Some of the elements of this proposal will be familiar to the laboratory community. For example, the criteria for defining “simple” remain essentially the same as the previous criteria utilized by CDC and FDA in their CLIA waiver reviews. 

However, the criteria for “accurate” have been significantly changed. IVD manufacturers responded to the laboratory community’s concern that waived tests need to have a certain level of accuracy by using new concepts. 

The IVD manufacturers’ proposal offers a study that compares results from the waived test device to results from a higher-order laboratory method. This type of study is consistent with international standards (ISO 17511) that require tests to be traceable to higher-order methods or materials.

The waived test’s performance must also be at a level of accuracy that provides clinically relevant information. It is incumbent upon manufacturers to establish that level, through review of the clinical literature or opinions from clinical experts.

In addition, the proposal institutes a risk assessment and risk mitigation approach to ensure that the likelihood of erroneous results by users is negligible. The term risk mitigation means that the manufacturer has provided a means of reducing the risk of errors to an acceptable level.

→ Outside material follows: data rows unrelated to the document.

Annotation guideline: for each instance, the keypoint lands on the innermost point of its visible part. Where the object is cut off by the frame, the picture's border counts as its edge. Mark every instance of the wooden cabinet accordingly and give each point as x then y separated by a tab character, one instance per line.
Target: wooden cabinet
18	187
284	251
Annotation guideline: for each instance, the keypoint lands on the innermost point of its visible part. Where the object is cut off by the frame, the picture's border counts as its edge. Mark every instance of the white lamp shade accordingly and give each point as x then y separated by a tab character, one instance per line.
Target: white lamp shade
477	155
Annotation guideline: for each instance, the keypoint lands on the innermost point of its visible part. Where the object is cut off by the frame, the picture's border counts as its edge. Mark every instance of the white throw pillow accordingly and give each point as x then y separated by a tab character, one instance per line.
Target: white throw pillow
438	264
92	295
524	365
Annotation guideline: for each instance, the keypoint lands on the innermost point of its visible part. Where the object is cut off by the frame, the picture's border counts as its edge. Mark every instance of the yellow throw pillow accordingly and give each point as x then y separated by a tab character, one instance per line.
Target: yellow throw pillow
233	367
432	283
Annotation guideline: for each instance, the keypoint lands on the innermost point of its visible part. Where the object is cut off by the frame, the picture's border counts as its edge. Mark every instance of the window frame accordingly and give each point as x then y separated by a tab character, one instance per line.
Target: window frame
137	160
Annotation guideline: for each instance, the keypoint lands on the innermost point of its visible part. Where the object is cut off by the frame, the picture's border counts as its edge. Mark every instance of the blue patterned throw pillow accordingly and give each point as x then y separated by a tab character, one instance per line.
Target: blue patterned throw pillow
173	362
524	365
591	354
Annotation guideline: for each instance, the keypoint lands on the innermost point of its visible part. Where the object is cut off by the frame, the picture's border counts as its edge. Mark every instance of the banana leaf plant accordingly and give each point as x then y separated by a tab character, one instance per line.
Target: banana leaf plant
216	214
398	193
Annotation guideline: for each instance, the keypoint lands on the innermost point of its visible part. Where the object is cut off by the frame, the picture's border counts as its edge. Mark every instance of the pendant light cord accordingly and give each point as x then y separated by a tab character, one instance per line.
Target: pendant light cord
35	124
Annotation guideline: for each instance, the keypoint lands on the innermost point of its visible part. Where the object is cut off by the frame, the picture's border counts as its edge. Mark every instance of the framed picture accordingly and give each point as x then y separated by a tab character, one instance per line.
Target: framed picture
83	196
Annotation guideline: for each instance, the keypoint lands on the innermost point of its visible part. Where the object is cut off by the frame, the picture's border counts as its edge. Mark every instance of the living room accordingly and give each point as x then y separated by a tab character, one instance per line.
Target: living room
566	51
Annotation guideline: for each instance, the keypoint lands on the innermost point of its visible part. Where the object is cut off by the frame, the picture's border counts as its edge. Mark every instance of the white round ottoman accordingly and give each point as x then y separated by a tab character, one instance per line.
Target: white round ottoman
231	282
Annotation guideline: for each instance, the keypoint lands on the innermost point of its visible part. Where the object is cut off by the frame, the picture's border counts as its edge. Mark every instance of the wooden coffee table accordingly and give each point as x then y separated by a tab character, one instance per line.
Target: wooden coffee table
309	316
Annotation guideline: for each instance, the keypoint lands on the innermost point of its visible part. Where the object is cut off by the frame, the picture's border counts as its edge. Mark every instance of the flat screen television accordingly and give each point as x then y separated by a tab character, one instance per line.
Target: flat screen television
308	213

This can be done through various means, such as onboard quality checks, error messages, or improved instructions for use. As with FDA pre-market requirements, manufacturers must provide proof in their CLIA waiver petition to FDA that their risk mitigation approach is effective.

The new waiver criteria proposal intentionally takes advantage of what is provided to FDA during 510(k) and PMA/PLA reviews to help ensure well-informed CLIA categorization decisions (i.e., risk management and labeling instruction decisions). Much of the debate surrounding the CLIA waiver criteria has been fueled by a lack of understanding as to what IVD manufacturers do to get a product to market and by concerns that waived laboratories may not be meeting their quality assurance obligations. This proposed waiver criteria is intended to establish a clearer roadmap for achieving waiver status.

Conclusion

Everyone must be aware that simply imposing a new set of CLIA waiver criteria will not make the quality problems in waived laboratories just disappear. IVD manufacturers must decide what role they will play in ensuring quality in the waived laboratories. At the same time, CMS acknowledges that the total responsibility for quality assurance in waived laboratories does not rest entirely on the shoulders of the manufacturers. The government, manufacturers, and laboratory community all have an important role to play in improving quality.

While the debate over waiver criteria may continue, IVD manufacturers will continue to develop technologies for waived laboratories. AdvaMed members will also continue to work with government agencies and the laboratory community to refine the CLIA waiver criteria proposal to address any remaining concerns. AdvaMed members are hopeful that an agreement can be reached on the waiver criteria so that waived tests are available to the community while raising the quality of the waived testing laboratory.